Actuellement, les cas de trouble obsessionnel compulsif (TOC) sont en augmentation, en raison de la dépendance à gadgets, pornoet les jeux. Il n'est pas rare d'entendre des gens se plaindre de désorientation physique, d'hallucinations, de cycles de sommeil irréguliers et de troubles de la personnalité.

Le psychiatre basé à Chennai, Mohan Raj, a de jeunes patients, qui sont tellement impliqués dans les jeux de rôle dans le monde du jeu que l'hyper réalité a submergé leur vie réelle. “Les gens ont tendance à sous-estimer l'impact néfaste des images 3D et la façon dont les jeux violents peuvent désensibiliser les gens. Un joueur passionné venu en consultation s'était mis à rêver aux jeux, à fantasmer, à ruminer et à en parler tout le temps. Il était également devenu sujet à la rage au volant », explique Raj.

Vohra voit le métaverse avoir un impact radical sur le développement du cerveau, émoussant la pensée créative et l'intelligence supérieure, car il tend à encourager l'homogénéité. « Pour les jeunes enfants, le scénario AR/VR (réalité augmentée/réalité virtuelle) pourrait avoir un impact sur le développement du langage. Pire, cela pourrait piéger leur individualité et les transformer en imitateurs, sous pression pour se conformer à une image “cool””, explique Vohra.

Ce changement de paradigme dans les réponses humaines n'est pas seulement un précurseur de troubles mentaux multidimensionnels. Cela bouleversera également les structures sociales en créant une nouvelle division entre les nantis et les démunis du numérique. “Dans la sphère numérique, tout est perçu visuellement, il n'y a pas de toucher ni de toucher. Cela atténue de toute façon l'empathie et les émotions », explique Raj. Ainsi, alors que vous pourriez vivre dans des bulles isolationnistes dans le monde réel, la nature même du métaverse signifie que vous faites partie d'un comportement de groupe et que vous êtes soumis à la pression des pairs. Les psychologues y voient une asservissement à la technologie, mais les créateurs et les innovateurs y voient une technologie qui peut améliorer nos vies.
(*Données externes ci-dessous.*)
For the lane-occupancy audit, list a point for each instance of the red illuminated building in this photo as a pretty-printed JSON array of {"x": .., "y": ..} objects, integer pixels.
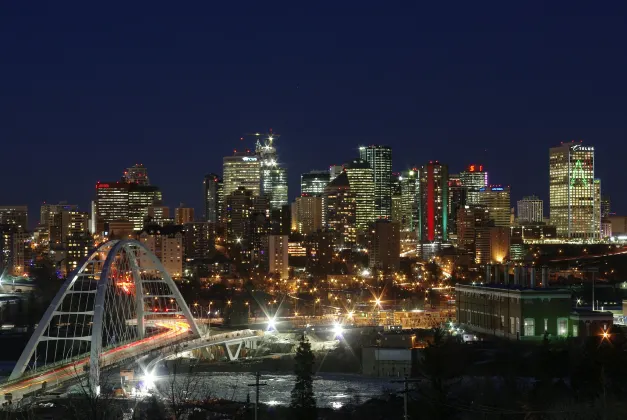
[{"x": 433, "y": 212}]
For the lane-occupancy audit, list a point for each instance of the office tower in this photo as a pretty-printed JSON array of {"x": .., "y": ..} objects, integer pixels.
[
  {"x": 273, "y": 176},
  {"x": 14, "y": 215},
  {"x": 78, "y": 246},
  {"x": 340, "y": 210},
  {"x": 410, "y": 200},
  {"x": 294, "y": 216},
  {"x": 280, "y": 221},
  {"x": 433, "y": 213},
  {"x": 278, "y": 255},
  {"x": 597, "y": 216},
  {"x": 199, "y": 240},
  {"x": 360, "y": 178},
  {"x": 15, "y": 253},
  {"x": 457, "y": 200},
  {"x": 183, "y": 215},
  {"x": 93, "y": 216},
  {"x": 213, "y": 202},
  {"x": 397, "y": 198},
  {"x": 380, "y": 160},
  {"x": 606, "y": 206},
  {"x": 572, "y": 191},
  {"x": 530, "y": 210},
  {"x": 239, "y": 209},
  {"x": 241, "y": 170},
  {"x": 335, "y": 171},
  {"x": 136, "y": 174},
  {"x": 48, "y": 210},
  {"x": 158, "y": 215},
  {"x": 166, "y": 242},
  {"x": 140, "y": 198},
  {"x": 496, "y": 199},
  {"x": 385, "y": 246},
  {"x": 468, "y": 220},
  {"x": 473, "y": 178},
  {"x": 312, "y": 183},
  {"x": 66, "y": 223},
  {"x": 111, "y": 203},
  {"x": 308, "y": 214},
  {"x": 274, "y": 186},
  {"x": 492, "y": 244}
]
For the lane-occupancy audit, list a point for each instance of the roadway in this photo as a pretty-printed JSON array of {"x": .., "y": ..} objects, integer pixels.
[{"x": 174, "y": 331}]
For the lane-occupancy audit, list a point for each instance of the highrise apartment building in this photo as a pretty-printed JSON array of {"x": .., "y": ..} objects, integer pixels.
[
  {"x": 433, "y": 212},
  {"x": 243, "y": 169},
  {"x": 530, "y": 210},
  {"x": 385, "y": 246},
  {"x": 496, "y": 199},
  {"x": 273, "y": 176},
  {"x": 313, "y": 183},
  {"x": 340, "y": 211},
  {"x": 212, "y": 186},
  {"x": 140, "y": 198},
  {"x": 573, "y": 203},
  {"x": 49, "y": 210},
  {"x": 361, "y": 180},
  {"x": 308, "y": 212},
  {"x": 335, "y": 171},
  {"x": 111, "y": 203},
  {"x": 137, "y": 174},
  {"x": 410, "y": 202},
  {"x": 183, "y": 215},
  {"x": 15, "y": 216},
  {"x": 380, "y": 160},
  {"x": 474, "y": 178}
]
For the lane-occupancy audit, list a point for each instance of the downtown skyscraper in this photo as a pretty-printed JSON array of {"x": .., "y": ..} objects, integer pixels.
[
  {"x": 474, "y": 178},
  {"x": 574, "y": 194},
  {"x": 212, "y": 187},
  {"x": 433, "y": 212},
  {"x": 273, "y": 177},
  {"x": 380, "y": 160},
  {"x": 241, "y": 170},
  {"x": 361, "y": 181}
]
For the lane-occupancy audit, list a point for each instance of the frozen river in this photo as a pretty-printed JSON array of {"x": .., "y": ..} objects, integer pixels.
[{"x": 331, "y": 390}]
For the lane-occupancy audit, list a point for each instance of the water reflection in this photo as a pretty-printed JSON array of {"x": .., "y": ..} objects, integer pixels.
[{"x": 331, "y": 390}]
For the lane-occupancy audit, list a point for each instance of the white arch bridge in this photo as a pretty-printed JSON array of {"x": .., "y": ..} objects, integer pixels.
[{"x": 120, "y": 304}]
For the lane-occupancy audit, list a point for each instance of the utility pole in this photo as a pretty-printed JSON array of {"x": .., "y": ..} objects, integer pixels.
[
  {"x": 405, "y": 392},
  {"x": 257, "y": 385}
]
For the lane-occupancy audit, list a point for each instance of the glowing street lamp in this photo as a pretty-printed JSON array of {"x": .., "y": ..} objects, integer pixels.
[{"x": 337, "y": 330}]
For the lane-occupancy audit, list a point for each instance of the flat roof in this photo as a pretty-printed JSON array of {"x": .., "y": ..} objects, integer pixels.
[{"x": 504, "y": 290}]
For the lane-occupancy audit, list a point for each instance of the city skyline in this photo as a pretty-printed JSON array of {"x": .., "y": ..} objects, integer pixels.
[
  {"x": 198, "y": 204},
  {"x": 394, "y": 86}
]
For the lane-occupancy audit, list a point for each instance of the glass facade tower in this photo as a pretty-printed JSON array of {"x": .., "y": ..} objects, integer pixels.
[
  {"x": 241, "y": 170},
  {"x": 380, "y": 160},
  {"x": 361, "y": 182},
  {"x": 474, "y": 178},
  {"x": 313, "y": 183},
  {"x": 574, "y": 200}
]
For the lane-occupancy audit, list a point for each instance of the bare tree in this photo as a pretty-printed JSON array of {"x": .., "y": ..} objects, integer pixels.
[{"x": 183, "y": 392}]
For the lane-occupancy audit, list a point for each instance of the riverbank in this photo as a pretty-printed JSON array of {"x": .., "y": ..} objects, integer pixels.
[{"x": 335, "y": 361}]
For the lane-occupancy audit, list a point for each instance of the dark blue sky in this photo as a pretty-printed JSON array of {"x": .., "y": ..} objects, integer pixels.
[{"x": 89, "y": 88}]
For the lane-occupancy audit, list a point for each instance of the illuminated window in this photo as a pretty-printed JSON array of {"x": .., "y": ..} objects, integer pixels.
[
  {"x": 530, "y": 327},
  {"x": 562, "y": 327}
]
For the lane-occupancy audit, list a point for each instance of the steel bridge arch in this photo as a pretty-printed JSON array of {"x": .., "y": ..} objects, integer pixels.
[{"x": 137, "y": 255}]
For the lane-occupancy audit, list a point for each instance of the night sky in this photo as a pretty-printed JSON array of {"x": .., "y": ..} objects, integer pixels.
[{"x": 89, "y": 88}]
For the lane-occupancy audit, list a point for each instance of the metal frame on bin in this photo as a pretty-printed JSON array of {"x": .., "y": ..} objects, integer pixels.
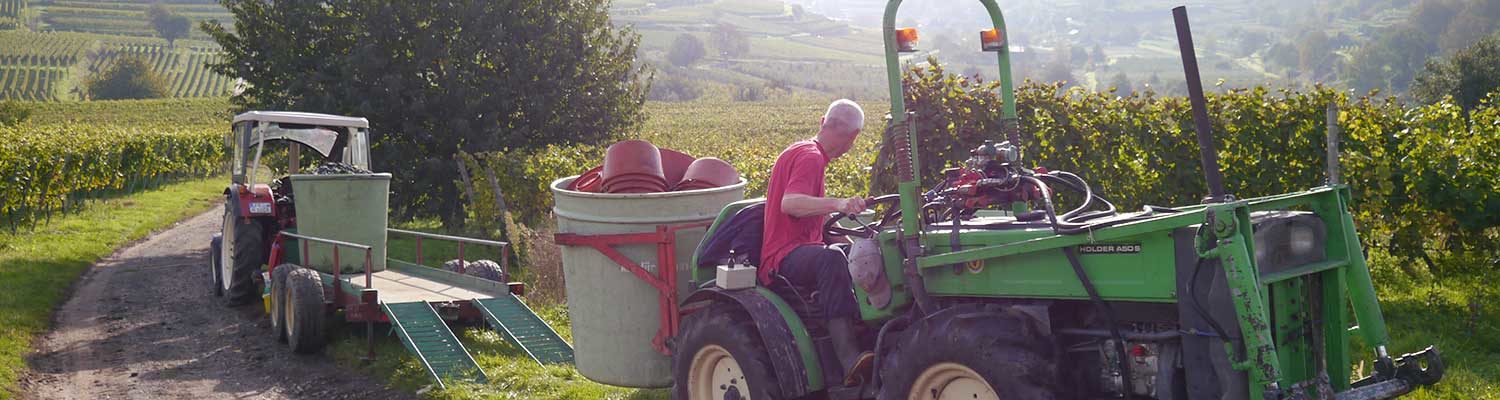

Un métaverse engendre également son propre élitisme. Par exemple, on pourrait ne pas être en mesure de se permettre une entrée pour un concert à gros prix dans la vraie vie, mais on peut faire la même chose qu'un avatar numérique. Comme Sundaresan, vous pourriez vivre le rêve du millionnaire, parier gros sur les crypto-monnaies, construire d'énormes piles d'argent notionnel, collecter des NFT, socialiser avec diverses communautés en ligne, compenser tout ce qui manque dans le moment présent. Et la meilleure partie de cette vie échangeable est qu'il n'y a pas de chronologie pour nos avatars numériques, ils sont intemporels, sans âge et toujours heureux. Beaucoup considèrent cette matrice d'évasion comme un mécanisme d'adaptation et pour certains, c'est une forme d'autonomisation. Ils préféreraient être définis par leurs avatars numériques car cela leur permet leur moment El Dorado sans date d'expiration.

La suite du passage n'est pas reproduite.